他强忍着恶心与恐惧,踏着粘滑的残肢和冰冷的血泊,一步步忐忑地靠近。在莫真模糊的视线中,他举起那柄沉甸甸的药锄,用尽全身力气,朝着莫真的天灵盖狠狠砸下!
然而,垂死的猛兽最为危险!
就在药锄即将落下的瞬间,莫真猛地发出一声惊天动地的怒吼,仅存的力量凝聚在右拳,以不可思议的速度重重击打在洛长离的胸口!
“噗——!”
洛长离只觉得双眼一黑,五脏六腑仿佛瞬间移位,强大的冲击力让他像断线的风筝般倒飞出去,在地上连滚数圈,后背狠狠撞在一棵粗壮的树干上才停下。震落的积雪瞬间将他大半身子覆盖,雪白中迅速洇开刺目的鲜红。
“咳……小杂种……江湖……凶险……你……居然……这么容易……就信了……”莫真咧开嘴,露出被血染红的牙齿,发出嗬嗬的邪笑,吃力地用手撑着地,朝着洛长离的方向一点点爬来,距离在缓慢而致命地缩短。

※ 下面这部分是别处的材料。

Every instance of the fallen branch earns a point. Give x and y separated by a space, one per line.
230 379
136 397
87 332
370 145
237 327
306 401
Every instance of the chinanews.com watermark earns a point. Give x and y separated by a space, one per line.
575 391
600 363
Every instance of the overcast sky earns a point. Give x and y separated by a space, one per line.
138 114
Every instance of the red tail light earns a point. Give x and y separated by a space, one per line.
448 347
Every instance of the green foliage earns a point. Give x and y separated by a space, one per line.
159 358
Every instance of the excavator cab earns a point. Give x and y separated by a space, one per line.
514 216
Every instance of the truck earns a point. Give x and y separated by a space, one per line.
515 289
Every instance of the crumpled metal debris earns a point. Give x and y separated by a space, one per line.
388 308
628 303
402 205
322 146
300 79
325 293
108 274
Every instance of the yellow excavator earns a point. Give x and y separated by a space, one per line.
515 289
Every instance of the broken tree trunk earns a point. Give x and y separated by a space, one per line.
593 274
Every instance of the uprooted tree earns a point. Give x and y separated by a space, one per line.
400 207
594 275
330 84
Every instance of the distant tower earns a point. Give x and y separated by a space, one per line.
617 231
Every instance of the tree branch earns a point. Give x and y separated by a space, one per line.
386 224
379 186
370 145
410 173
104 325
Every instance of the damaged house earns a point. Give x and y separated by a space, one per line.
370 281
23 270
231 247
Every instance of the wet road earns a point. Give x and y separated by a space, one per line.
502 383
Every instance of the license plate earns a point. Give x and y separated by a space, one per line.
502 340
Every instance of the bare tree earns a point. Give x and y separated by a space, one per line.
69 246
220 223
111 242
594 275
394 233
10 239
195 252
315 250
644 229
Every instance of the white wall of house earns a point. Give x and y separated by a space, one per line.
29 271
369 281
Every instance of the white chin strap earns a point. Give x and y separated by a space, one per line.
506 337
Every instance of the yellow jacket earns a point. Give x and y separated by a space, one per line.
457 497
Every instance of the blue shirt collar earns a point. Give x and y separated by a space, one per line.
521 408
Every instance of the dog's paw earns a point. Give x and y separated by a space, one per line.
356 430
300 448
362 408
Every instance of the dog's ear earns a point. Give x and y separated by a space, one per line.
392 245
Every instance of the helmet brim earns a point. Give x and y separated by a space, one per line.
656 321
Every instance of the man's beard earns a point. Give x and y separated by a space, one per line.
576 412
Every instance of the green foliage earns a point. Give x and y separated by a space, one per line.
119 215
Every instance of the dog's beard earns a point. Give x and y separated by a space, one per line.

洛长离瘫在雪地里,胸口剧痛,眼前发黑,连呼吸都变得极其困难。没有力气恐惧,没有力气思考,他耗尽最后一丝意识,感觉整个世界彻底陷入了无边的黑暗……
……
洛长离是在一阵撕心裂肺的剧痛中醒来的。
胸口仿佛被千斤巨石反复碾过,每一次微弱的呼吸都牵扯着撕裂般的痛楚。他艰难地掀开沉重的眼皮,视线模糊不清,只看到一片柔和而冰冷的冰蓝色微光在眼前幽幽浮动,驱散了部分黑暗。
“醒了?”
一道清冷的声音传来,如冰泉滴落玉盘,清澈却不带半分人间温度,在这寂静的空间里格外清晰。
洛长离缓缓侧过头,视线艰难地聚焦——
一位白发女子静立在不远处,身姿挺拔如雪中青松。她的金瞳如同两轮凝固的冷月,深邃而淡漠,垂落的银白长发如九天倾泻的雪瀑,衬得她肌肤莹白胜雪,仿佛是由万年寒冰雕琢而成,而非血肉之躯。一袭素白无瑕的长袍更让她与周围晶莹剔透的冰窟环境融为一体,却又因那份惊心动魄、超越凡俗的容颜而显得格格不入,宛如谪仙临凡,又似冰精化形。
洛长离彻底怔住了。
他混迹市井,见过灵泉县画舫上姿态各异的花魁,听过醉仙楼歌姬最婉转的嗓音,自以为早已见识过人间美色。可眼前这位女子,却美得近乎不真实,让他一瞬间连呼吸都忘了,胸口那剧烈的疼痛似乎都停滞了一瞬。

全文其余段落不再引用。